Cratylus, El Golem & Feral Basu
Saturday, March 19, 2011
Before the advent of the internet, writers, poets and novelists inhabited a remote world in which the only access one had to them might be a reading or a writer’s festival. Or perhaps you might read a good interview in a decent newspaper. With the proliferation of web sites and the mass publishing of so many novels, writers have become pragmatic on how they can promote their books. Publishing-house publicists are endangered as are the media they used to link to. So writers have personal web pages and blogs, and some of them as my new discovered writer Toby Ball are even on Twitter.
Just a few days ago I sent Mr. Ball an email to his web page telling him how I had enjoyed his book and asking him to contribute to my blog as a guest blogger. I asked him to explain how he had thought f the names. His response was quick and I posted his pleasant (and most unusual) explanation in yesterday’s blog. The second paragraph on how he came up with the name Feral Basu rang a big bell in my head. I went immediately to my copy of Jorge Luís Borges, Obra Poética – 1923/1977 and searched for a poem called El Golem.

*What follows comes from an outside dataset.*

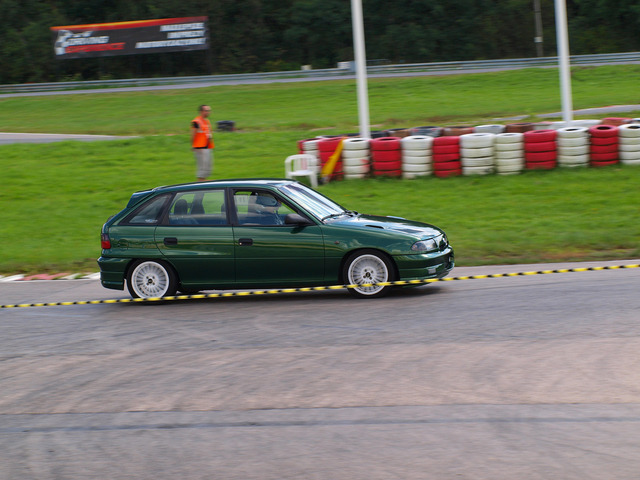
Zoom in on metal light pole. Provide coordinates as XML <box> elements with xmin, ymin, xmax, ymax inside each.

This poem, which alas I have not found in English either on the web on in my Vancouver Public Library, is very much about what Ball writes in his explanation of naming one of his villains Feral Basu. I will translate that first, and most important paragraph:
If (as that Greek in Cratylus affirms)
The name of a thing is the archetype,
Then in the letters of the word rose you will find the rose
And the whole Nile, in the word Nile.
The Greek in question is Cratylus, a protagonist philosopher in Plato’s Dialogue of that name who is having a standing argument with another philosopher, Hermogenes. Socrates is asked to intervene. Cratylus affirms (a pre-Socratic belief) that words contain certain sounds that express the essence of the thing named. Cratylus says, “He who knows the names will also know the things.” There are letters that are identified with liquid things or with soft things. Socrates rejects that, and he also rejects Hermogenes’ affirmation that things are linked to names by practice and custom and that the names of things can be changed without changing their essence. Socrates rejects both theories as to how language might reveal truth.
In that beautiful first paragraph (in Spanish, as I am no poetic translator) of El Golem, Borges says pretty well the same thing that Ball writes in describing how he chose the name Feral Basu:
A few others had different origins. Feral Basu, for instance, started as Feral Singh. The idea was to have a character with a nickname that indicates the fear he invokes in his acquaintances but also conveys a mistaken sense of savagery. Feral is very dignified despite his capacity for violence. I changed his last name from Singh to Basu. Both are Indian last names, but Basu seemed like it would be harder to definitively place (the mayor can’t figure out his ethnic background).